Wieso Xatar immer so getrieben war, erklärte er damals selber: „Ich habe früh gelernt, dass man etwas schaffen muss, damit man nicht in Vergessenheit gerät. Aber manchmal, da muss man auch etwas schaffen, damit man sich selber nicht vergisst.“

Er wird nicht vergessen. Wenn jemand wie Xatar geht, bleibt ein Echo. Und eine Frage: Was ist in diesem Leben alles möglich? Und zu welchem Preis?

Hier sind 43 Stimmen von Menschen, die ihn durch sein Leben begleitet haben:

 

Eko Fresh:

Giwar hatte eine Power, die man nicht lernen kann. Er verkörperte all das ungenutzte Potenzial, das in Deutschland in den Hochhäusern der Brennpunkte schlummert eingepfercht, übersehen, unterschätzt. Die Karten, die das Leben verteilt, kann man sich nicht aussuchen. Aber er hatte diesen unbeugsamen Willen, das Spiel zu drehen. Ich lasse mir das nicht gefallen.Das war sein Motto. Und Xatar ging immer all-in. 

Kalim:

Als Alles oder Nix auf Talentsuche war, sollte ich einen Song für ihren Sampler machen. Giwar saß zu der Zeit im Gefängnis. Wir telefonierten. Für mich war das surreal: Ich spreche mit Xatar. Aus dem Knast. Ich sah ihn dann zum ersten Mal, als ich unterschrieb. Ich war überrascht, wie groß er war. Da kam dieser Zwei-Meter-Typ mit Durag durch die Tür – Präsenz pur. Ich bin ihm unendlich dankbar. 

Shirin David:

Als ich Xatar ganz früh in meiner Karriere auf meiner Party sah, hat er mich irgendwie an meinen Vater erinnert. Der Schnauzer, sein Gehstock, diese Energie. Ich hab mich einfach neben ihn gesetzt, weil er ein Gefühl von Akzeptanz und Respekt ausgestrahlt hat. Das muss ein witziger Anblick gewesen sein. Ich wusste nie, ob ich meinen Platz in dieser Kultur finden kann, die ich so liebe. Xatar hat mir gezeigt, dass es geht. 

 Moritz Bleibtreu:

Ich hab Xatar mal besucht und von meinem Urlaub auf dem Hausboot erzählt. ‚WieHausboot?, fragte er mit gerunzelter Stirn.

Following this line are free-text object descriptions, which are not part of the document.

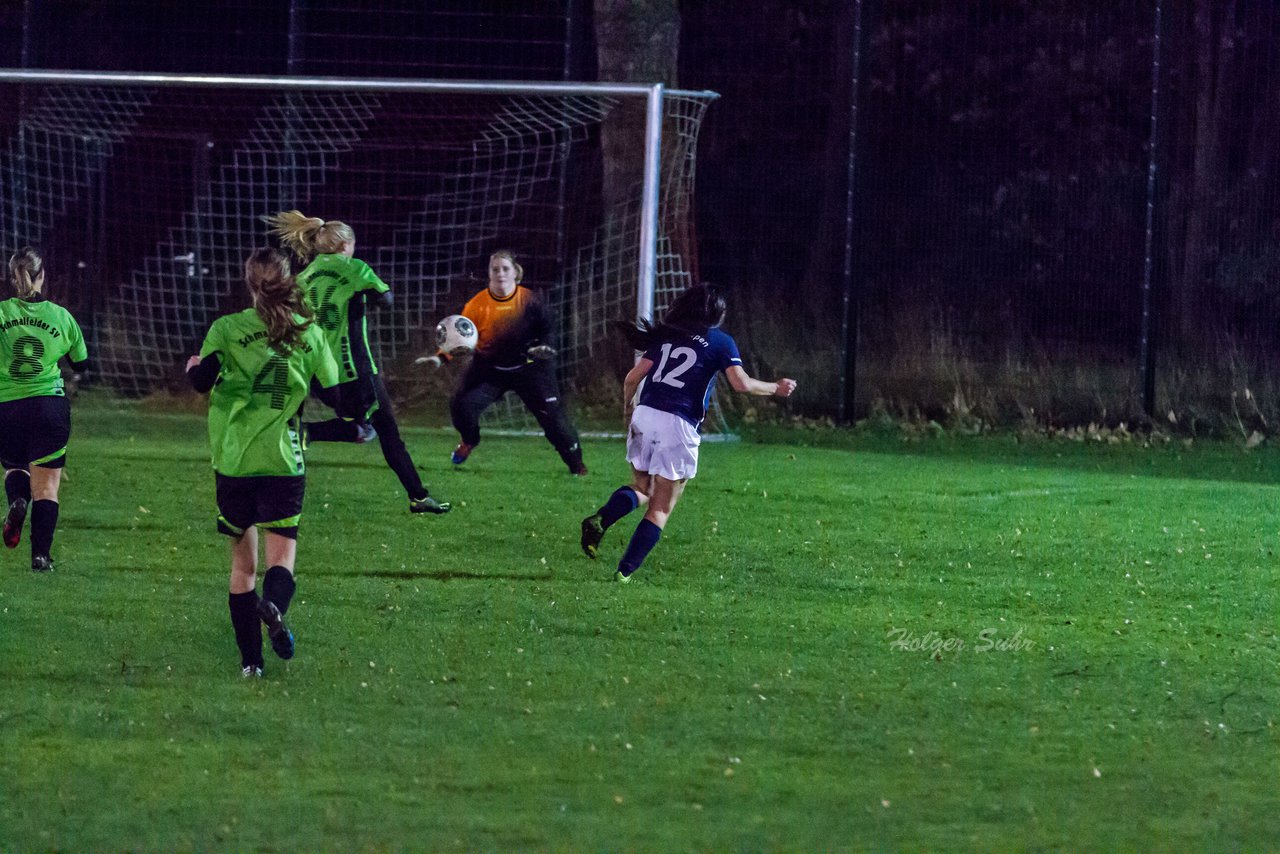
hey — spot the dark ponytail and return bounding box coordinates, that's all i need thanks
[615,282,728,351]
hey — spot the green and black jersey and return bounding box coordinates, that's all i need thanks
[198,309,339,477]
[0,296,88,404]
[297,254,390,383]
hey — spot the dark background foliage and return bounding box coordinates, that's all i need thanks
[0,0,1276,432]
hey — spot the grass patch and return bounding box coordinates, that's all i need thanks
[1,391,1276,848]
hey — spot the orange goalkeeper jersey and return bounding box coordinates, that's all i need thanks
[461,285,550,366]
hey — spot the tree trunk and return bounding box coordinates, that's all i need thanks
[594,0,681,234]
[1175,0,1236,350]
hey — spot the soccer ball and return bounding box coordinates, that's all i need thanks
[436,314,478,355]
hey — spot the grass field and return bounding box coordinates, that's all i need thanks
[2,393,1277,849]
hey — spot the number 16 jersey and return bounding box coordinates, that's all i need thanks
[637,327,742,430]
[199,308,339,477]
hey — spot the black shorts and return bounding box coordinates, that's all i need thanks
[0,394,71,469]
[214,473,306,540]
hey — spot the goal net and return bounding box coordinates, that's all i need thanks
[0,73,720,433]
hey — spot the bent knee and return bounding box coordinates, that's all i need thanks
[643,509,670,528]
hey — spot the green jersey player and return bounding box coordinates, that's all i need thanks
[187,248,340,678]
[0,247,89,572]
[267,210,448,515]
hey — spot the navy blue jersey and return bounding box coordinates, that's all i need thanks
[637,327,742,428]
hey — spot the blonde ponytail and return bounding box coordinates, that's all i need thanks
[266,209,354,262]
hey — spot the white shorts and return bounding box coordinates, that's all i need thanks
[626,405,701,481]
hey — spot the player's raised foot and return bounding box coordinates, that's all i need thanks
[410,494,451,514]
[3,497,28,548]
[241,664,263,679]
[580,514,604,559]
[451,442,474,465]
[257,598,295,660]
[354,423,378,444]
[31,554,53,573]
[614,570,632,584]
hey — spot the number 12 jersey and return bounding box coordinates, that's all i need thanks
[637,327,742,430]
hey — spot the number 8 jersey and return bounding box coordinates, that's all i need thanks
[636,327,742,430]
[199,309,339,477]
[0,295,87,403]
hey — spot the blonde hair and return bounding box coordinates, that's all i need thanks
[9,246,44,298]
[266,210,355,262]
[490,249,524,283]
[244,247,314,352]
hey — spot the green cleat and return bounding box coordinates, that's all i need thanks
[580,514,604,559]
[614,570,631,584]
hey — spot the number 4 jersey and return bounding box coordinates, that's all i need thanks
[0,296,88,404]
[199,308,339,477]
[637,327,742,430]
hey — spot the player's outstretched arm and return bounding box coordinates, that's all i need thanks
[725,365,796,398]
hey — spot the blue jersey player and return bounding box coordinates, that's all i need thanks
[580,283,796,581]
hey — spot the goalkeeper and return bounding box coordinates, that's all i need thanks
[268,210,449,514]
[426,250,586,475]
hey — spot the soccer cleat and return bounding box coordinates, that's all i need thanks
[580,514,604,559]
[409,494,451,514]
[571,464,589,477]
[3,497,27,549]
[450,442,474,465]
[354,423,378,444]
[31,554,53,573]
[257,598,295,660]
[241,665,263,679]
[614,570,632,584]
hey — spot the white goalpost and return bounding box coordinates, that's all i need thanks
[0,69,728,435]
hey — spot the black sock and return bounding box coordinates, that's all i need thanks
[305,418,363,442]
[262,565,297,615]
[228,591,264,668]
[30,499,58,559]
[5,469,30,506]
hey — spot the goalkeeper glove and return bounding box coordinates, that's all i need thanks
[526,344,556,361]
[414,350,449,369]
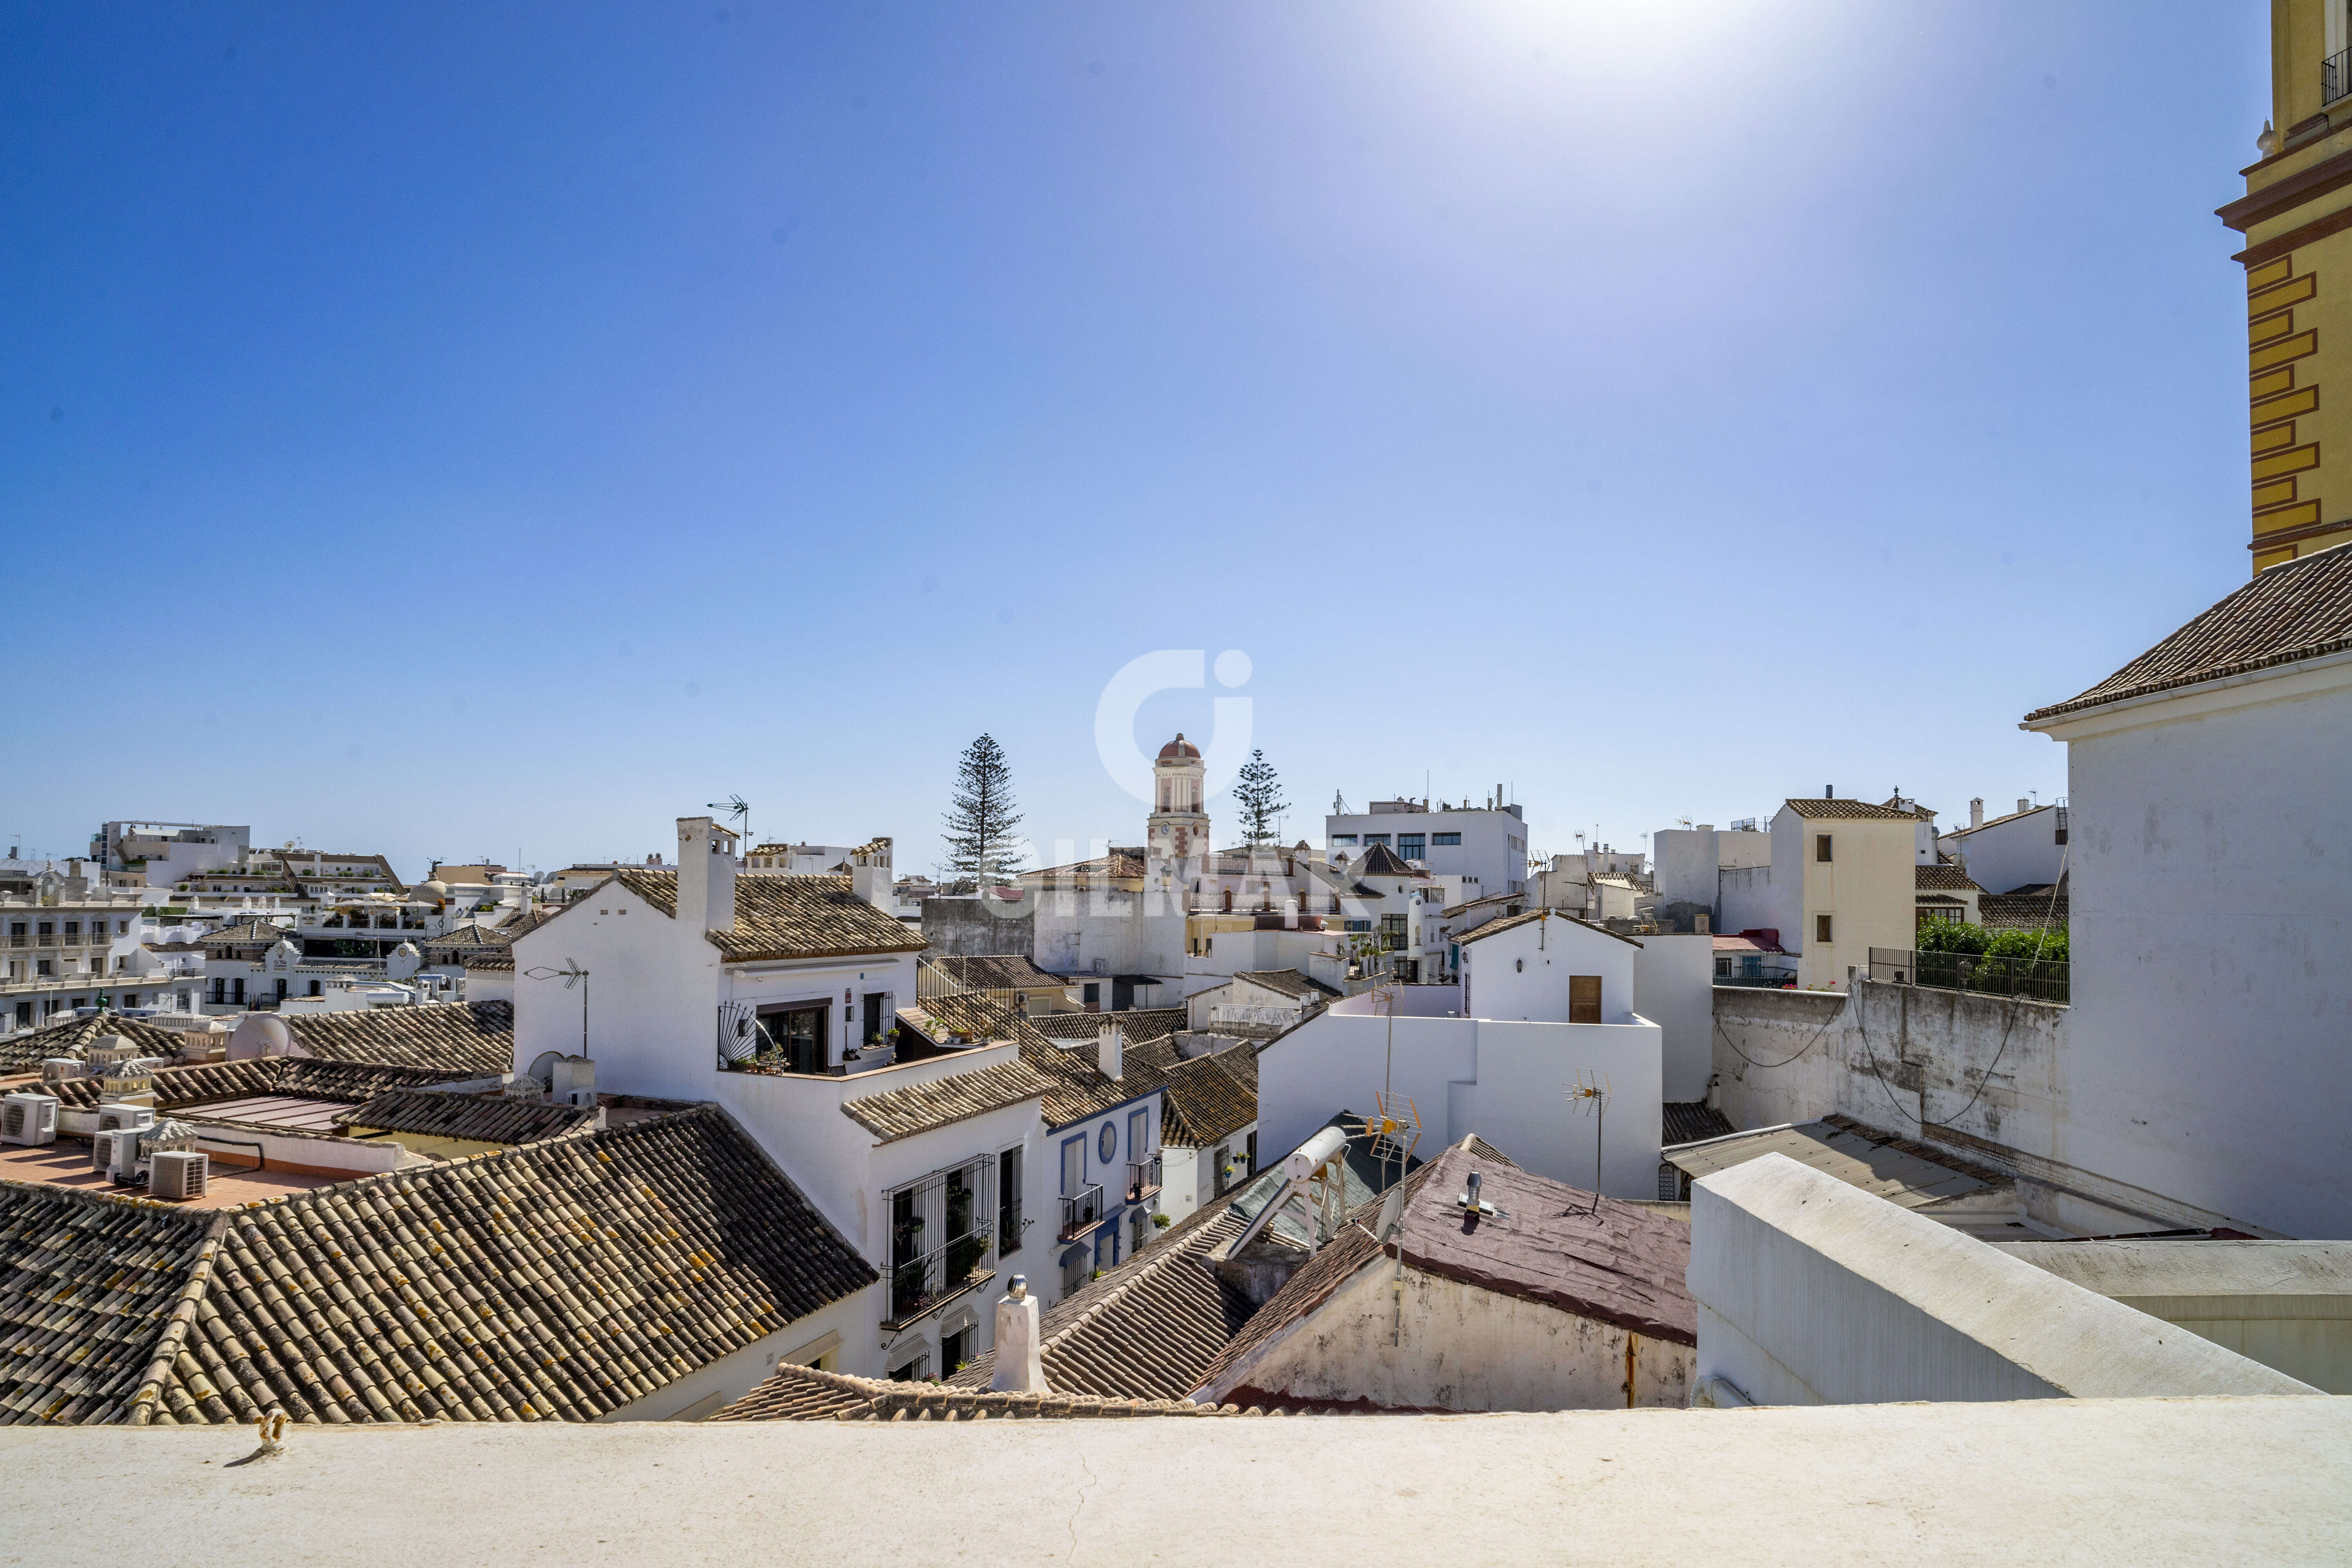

Ich hab ihm das Konzept erklärt: Ein schwimmendes Haus mit Motor und allem. Seine Augen funkelten. Ein Boot…‘ murmelte er und schaute in die Ferne. In dem Moment stellte ich ihn mir mit Uniform und Pfeife im Mund am Steuer vor. Ahoi. Er war eben genau das: Der Kapitän. 

XATAR vor der Show im Heimathafen Berlin  Foto: WOOD¥

Choukri:

2008, Köln-Kalk, im Studio von Eko Fresh. Ich hatte keine Ahnung, wer Giwar ist. Er sah aus wie der Bodyguard eines Sultans und fragte mich mit durchdringendem Blick: ‚Wer bist du?‘ Ich wurde dahin gerufen, um seiner Truppe eine Musiksoftware zu installieren. Plötzlich setzte er sich ans Keyboard und spielte ein klassisches Stück einwandfrei. Ich war irritiert. Jahre später verstand ich: Xatar ließ sich nicht einordnen. Er war alles auf einmal. 

Kurt Krömer:

Eines Abends schrieb mir Xatar: Hier meine Nummer. Ruf mich an.Wir sprachen stundenlang. Er entschuldigte sich dafür, dass er vor Jahren nicht zu meiner Show erschienen war. Kurz darauf – im Podcast – fragte ich scherzhaft, wann Schwesta Ewa mir endlich auf Instagram folge. Keine 10 Minuten später war es passiert. So war er: Direkt. Ohne Umschweife. Was Xatar hinterlässt, wird bleiben. Möge seine Seele Frieden finden. 

 Schwesta Ewa:

„Damals, als ich noch peinlich amateurhaft irgendwo einbrach, rief ich Giwar um Hilfe. Er kam mit ein paar Jungs – alle auf Beute aus. Nur nicht er. Giwar ging an den Kühlschrank und fing an zu essen. Da wusste ich: Er war alles, nur kein Einbrecher. Jahrelang träumte er davon, dass ich das Rotlichtmilieu endlich verlasse. Dass ich rauskomme. Und er hat’s geschafft. Danke, Giwar. Du hast mich gerettet.“ 

Mona Pirzad:

Unsere erste Begegnung war am Set: Der erste Drehtag, als ich seine Mutter gespielt hab. Giwar war sehr herzlich, aber noch etwas skeptisch, nach dem Motto: Au weia, hoffentlich kriegt sie das gut hin…‘ Nach dem ersten Take nahm er mich erleichtert in den Arm und nannte mich von da an nur noch ‚Mama, wenn wir uns begegnet sind. Immer und überall: Hey Mama, was geht?Er war unglaublich herzlich und fürsorglich vor allem gegenüber seiner Familie. 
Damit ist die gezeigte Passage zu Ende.